Alabaster vs Saybrook Sage
Both are Benjamin Moore colors. Hue-wise, Alabaster belongs to the beige-greige family and Saybrook Sage to the grey family. At LRV 85 vs 45, Alabaster will read as the brighter of the two — a 40-point gap that matters most in north-facing or low-light rooms. The tonal difference — Alabaster's yellow character against Saybrook Sage's green — becomes most visible against white trim or in morning light. At ΔE 22.7, these are genuinely distinct colors — a strong contrast if used together, or a meaningful choice between two different directions. Below you'll find 3 real-room photo comparisons where both colors appear side by side, plus 5 simulated room previews.
Alabaster vs Saybrook Sage in Real Spaces
3 real rooms side by side. Seeing Alabaster and Saybrook Sage in actual rooms makes the difference concrete; browse the spaces below to get a feel for how each color lives on a wall.
Living Room
Living rooms test a color across a full range of conditions — morning sun, afternoon shade, and evening lamp light all shift how both of these read. Alabaster returns significantly more light to the room — in a smaller or darker space, that difference in perceived brightness is hard to miss.
Bedroom
Bedroom walls are often seen under warm artificial light, a context that shifts both colors from how they look on a chip. The LRV gap is large enough that Alabaster will make the room feel meaningfully brighter than Saybrook Sage would.
House
At full exterior scale, the difference between these two colors becomes much easier to judge than from a small chip. The LRV gap is large enough that Alabaster will make the room feel meaningfully brighter than Saybrook Sage would.
Color Details
Alabaster vs Saybrook Sage Simulated Comparison
5 simulated room previews — drag the slider on each to see Alabaster on one side and Saybrook Sage on the other.

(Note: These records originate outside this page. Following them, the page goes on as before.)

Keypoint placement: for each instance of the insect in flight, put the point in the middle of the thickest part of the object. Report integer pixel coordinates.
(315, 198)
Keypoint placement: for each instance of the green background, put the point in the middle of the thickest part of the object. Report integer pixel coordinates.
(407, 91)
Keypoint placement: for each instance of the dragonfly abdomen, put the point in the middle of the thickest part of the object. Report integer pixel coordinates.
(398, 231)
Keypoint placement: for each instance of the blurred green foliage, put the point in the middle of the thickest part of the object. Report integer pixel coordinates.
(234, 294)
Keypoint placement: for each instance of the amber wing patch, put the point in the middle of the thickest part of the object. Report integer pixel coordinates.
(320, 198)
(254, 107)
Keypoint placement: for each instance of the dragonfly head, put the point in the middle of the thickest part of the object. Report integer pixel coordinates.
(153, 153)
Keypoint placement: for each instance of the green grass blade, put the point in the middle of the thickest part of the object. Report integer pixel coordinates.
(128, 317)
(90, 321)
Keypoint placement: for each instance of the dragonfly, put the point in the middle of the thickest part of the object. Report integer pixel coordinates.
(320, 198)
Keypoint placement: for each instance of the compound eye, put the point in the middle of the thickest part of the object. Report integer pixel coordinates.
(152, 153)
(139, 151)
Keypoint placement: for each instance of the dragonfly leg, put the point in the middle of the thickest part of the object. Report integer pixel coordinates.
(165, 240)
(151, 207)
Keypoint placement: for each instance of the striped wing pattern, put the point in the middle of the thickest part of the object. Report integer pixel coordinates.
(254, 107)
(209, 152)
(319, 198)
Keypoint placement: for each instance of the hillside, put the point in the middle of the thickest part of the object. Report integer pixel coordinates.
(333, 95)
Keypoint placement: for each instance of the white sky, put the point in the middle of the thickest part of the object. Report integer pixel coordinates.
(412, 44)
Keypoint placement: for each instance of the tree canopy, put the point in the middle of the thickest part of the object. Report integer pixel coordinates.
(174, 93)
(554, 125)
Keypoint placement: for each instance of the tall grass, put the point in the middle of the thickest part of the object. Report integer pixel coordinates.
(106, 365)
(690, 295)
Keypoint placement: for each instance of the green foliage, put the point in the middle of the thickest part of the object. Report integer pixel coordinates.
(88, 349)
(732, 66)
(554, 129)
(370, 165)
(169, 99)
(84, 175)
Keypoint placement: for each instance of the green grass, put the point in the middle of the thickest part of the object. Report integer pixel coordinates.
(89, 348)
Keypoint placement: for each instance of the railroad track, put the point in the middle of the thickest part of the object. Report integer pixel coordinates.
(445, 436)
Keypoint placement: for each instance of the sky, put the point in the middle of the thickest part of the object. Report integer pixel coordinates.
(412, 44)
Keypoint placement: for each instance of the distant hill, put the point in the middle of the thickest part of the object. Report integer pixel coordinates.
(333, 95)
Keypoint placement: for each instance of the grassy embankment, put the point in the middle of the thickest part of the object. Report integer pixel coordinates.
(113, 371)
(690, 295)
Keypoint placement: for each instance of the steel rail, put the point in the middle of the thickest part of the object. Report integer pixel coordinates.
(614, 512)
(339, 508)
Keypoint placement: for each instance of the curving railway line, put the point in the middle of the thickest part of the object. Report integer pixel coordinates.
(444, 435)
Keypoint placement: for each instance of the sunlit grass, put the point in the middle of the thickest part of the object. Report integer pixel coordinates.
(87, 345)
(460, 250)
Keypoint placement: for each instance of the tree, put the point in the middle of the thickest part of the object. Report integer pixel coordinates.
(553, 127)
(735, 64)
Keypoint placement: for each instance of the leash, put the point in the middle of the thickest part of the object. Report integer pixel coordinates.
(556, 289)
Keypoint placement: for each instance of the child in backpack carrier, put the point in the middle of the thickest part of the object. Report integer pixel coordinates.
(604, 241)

Digital color is approximate. These simulations are generated from the manufacturer's hex values and overlaid on grayscale room photos — your screen's calibration, brightness, and viewing angle all affect how they render. Before committing to either color, test physical samples in your own space under the light you actually live with.
More Alabaster comparisons
See how Alabaster stacks up against other well-photographed colors across different brands and tones.